Recap of H-1B Status Issues:
*The H-1B program allows for temporary U.S. employment of foreign guest workers in a
“specialty occupation”
*A “specialty occupation” requires application of a specialized knowledge and a bachelor's degree if there are insufficient qualified American citizens
*H-1B is most often used in professional jobs in high technology or other industries which require special professional expertise
*Job loss [e.g., via RIF] eliminates H-1B eligibility
Recap of Title VII
National Origin Issues:
T. VII prohibits employment discrimination based on national origin, meaning a worker’s place of birth or that of his or her ancestors
The EEOC has administrative jurisdiction over such complaints for employers with 15 or more workers
Administrative remedies must be exhausted prior to seeking judicial review
Recap of INA/IRCA Citizenship/
Immigration Status Issues:
The INA/IRCA prohibits employment discrimination based on citizenship or immigration status
The Justice Department’s Office of Special Counsel
[OSC] for Immigration-Related Unfair Employment
Practices has administrative jurisdiction to handle these claims, and to handle national origin claims for employers of 14 or fewer workers
Confusing administrative landscape and technical defenses may have helped employers defend these claims more so than valid staffing practices
Economy down => foreign guest workers complain of displacement in favor of U.S. citizens
Economy up => U.S. citizens complain of displacement in favor of
(less costly) foreign guest workers
[cf. similar issues in Canada?]
LEXIS database used to find Federal cases involving H-1B status since last review [case review pending]
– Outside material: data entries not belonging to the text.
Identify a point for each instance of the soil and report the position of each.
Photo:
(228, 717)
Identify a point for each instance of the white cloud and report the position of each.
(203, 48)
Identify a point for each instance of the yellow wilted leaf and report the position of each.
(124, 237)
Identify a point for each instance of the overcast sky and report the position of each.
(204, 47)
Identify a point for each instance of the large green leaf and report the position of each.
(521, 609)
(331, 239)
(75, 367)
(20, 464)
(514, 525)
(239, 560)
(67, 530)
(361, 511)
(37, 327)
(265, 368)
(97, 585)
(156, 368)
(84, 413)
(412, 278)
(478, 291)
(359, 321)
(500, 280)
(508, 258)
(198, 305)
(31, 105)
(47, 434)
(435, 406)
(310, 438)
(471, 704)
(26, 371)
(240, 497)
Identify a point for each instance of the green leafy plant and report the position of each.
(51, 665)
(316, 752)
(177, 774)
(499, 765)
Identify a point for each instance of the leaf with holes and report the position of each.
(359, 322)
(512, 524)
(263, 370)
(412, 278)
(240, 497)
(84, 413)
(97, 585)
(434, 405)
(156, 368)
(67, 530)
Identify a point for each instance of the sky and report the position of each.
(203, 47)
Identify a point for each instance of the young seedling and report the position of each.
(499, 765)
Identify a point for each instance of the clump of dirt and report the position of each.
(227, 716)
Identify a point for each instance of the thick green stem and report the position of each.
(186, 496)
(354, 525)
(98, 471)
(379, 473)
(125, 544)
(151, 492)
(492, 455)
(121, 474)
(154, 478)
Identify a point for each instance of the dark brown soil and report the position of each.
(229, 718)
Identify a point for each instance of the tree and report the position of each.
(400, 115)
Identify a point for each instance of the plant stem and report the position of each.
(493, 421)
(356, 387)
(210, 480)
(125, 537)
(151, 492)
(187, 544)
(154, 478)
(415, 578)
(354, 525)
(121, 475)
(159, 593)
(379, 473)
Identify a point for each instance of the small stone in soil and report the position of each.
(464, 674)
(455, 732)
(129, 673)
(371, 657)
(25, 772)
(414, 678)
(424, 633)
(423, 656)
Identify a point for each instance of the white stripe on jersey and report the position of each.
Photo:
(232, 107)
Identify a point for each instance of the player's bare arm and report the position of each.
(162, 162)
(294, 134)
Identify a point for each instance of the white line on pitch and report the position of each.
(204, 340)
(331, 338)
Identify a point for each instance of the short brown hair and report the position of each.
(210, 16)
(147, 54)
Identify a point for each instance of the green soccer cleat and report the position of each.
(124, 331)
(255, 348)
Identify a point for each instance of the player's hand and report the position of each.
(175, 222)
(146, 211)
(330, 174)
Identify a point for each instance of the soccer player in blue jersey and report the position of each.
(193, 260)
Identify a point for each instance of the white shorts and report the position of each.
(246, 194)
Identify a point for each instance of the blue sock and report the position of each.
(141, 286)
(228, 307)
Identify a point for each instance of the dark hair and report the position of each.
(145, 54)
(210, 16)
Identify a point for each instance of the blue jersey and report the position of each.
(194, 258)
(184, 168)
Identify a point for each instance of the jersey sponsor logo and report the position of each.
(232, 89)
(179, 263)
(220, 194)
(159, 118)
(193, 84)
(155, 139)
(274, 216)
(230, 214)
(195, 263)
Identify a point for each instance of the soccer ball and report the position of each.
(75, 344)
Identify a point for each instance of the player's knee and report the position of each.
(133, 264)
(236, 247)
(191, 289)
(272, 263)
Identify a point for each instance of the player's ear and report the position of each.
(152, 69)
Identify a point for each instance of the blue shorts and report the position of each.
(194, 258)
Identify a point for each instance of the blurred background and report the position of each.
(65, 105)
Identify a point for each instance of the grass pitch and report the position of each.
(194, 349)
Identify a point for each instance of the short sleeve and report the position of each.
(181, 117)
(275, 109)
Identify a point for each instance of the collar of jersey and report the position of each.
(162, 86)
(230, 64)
OSC web site also visited for recent enforcement or settlement activity not disclosed in reported cases
Allocation of H-1B visas for 2015 already exhausted; 233,000 applicants subject to lottery for
85,000 available visas
Problem may be exacerbated by companies and staffing agencies overapplying [no penalty for doing so]
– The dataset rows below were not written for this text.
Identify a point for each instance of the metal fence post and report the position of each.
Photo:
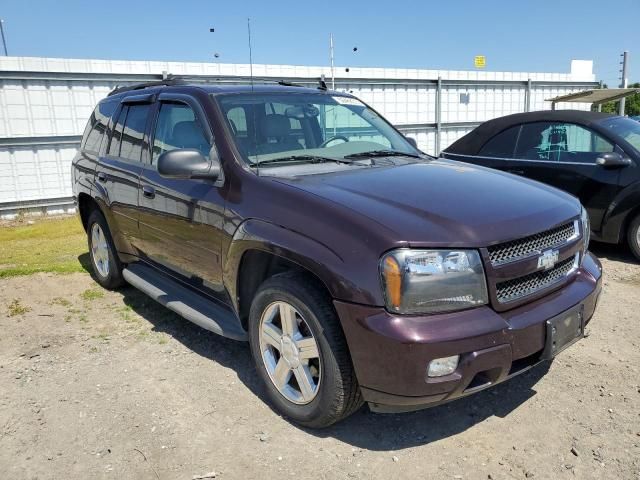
(438, 115)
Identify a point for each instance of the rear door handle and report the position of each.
(148, 191)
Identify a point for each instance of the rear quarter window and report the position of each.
(502, 145)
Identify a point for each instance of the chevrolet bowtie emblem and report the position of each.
(548, 259)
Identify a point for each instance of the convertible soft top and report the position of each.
(471, 143)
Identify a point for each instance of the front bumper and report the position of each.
(390, 352)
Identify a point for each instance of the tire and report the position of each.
(633, 236)
(107, 269)
(337, 394)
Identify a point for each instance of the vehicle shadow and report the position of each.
(618, 253)
(363, 429)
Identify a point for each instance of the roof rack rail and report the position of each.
(139, 86)
(285, 83)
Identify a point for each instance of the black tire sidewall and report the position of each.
(632, 236)
(114, 278)
(310, 414)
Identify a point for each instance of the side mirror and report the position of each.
(612, 160)
(189, 163)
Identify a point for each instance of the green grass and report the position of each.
(16, 308)
(48, 245)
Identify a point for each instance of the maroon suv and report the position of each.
(358, 268)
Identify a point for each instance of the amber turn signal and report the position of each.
(393, 281)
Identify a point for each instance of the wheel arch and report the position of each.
(260, 250)
(624, 208)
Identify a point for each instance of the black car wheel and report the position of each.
(633, 236)
(107, 268)
(301, 353)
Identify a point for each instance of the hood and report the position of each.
(445, 203)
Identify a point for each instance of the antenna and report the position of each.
(250, 54)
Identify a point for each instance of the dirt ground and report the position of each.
(97, 384)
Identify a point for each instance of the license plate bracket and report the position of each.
(563, 331)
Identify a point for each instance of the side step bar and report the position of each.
(185, 302)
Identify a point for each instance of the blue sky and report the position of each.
(539, 36)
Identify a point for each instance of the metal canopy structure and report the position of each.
(596, 97)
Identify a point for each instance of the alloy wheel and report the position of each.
(99, 250)
(290, 353)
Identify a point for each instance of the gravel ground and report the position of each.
(97, 384)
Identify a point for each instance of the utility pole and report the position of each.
(4, 40)
(333, 75)
(623, 84)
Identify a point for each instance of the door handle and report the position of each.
(148, 192)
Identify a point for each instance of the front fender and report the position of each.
(626, 202)
(343, 280)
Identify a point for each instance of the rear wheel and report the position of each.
(301, 353)
(633, 236)
(107, 268)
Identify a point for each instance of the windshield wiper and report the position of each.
(298, 158)
(383, 153)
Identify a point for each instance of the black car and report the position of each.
(594, 156)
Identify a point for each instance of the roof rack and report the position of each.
(139, 86)
(285, 83)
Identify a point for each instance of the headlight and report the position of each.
(586, 229)
(431, 281)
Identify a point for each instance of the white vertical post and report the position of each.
(625, 60)
(4, 40)
(333, 75)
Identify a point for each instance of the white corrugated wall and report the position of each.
(45, 103)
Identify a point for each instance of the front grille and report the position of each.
(524, 247)
(529, 284)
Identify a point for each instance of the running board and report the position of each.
(185, 302)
Expressing preferences for foreign guest workers in job announcements
Underpaying foreign guest workers for the same work done by U.S. citizens
Using FGWs when U.S. citizens available
No private C/A, but Senate now involved
[investigating SoCal Edison for all three types of violations]
IBM (9/27/13)—$44K;
Avant Healthcare Professionals
(2/8/13)—$28K;
Infosys (10/30/13)—$34M! [record]
Other global staffing agencies drawing
OSC & congressional attention
Interim Conclusions:
Employers continue to succeed in defending claims involving H-1B status but mostly on technical grounds
With Congress getting involved, regulatory activity may now heat up
H-1B visa holders subject to deportation upon job loss may have limited access to counsel
Employers should worry more if the plaintiff has a good lawyer who’s heard of the OSC!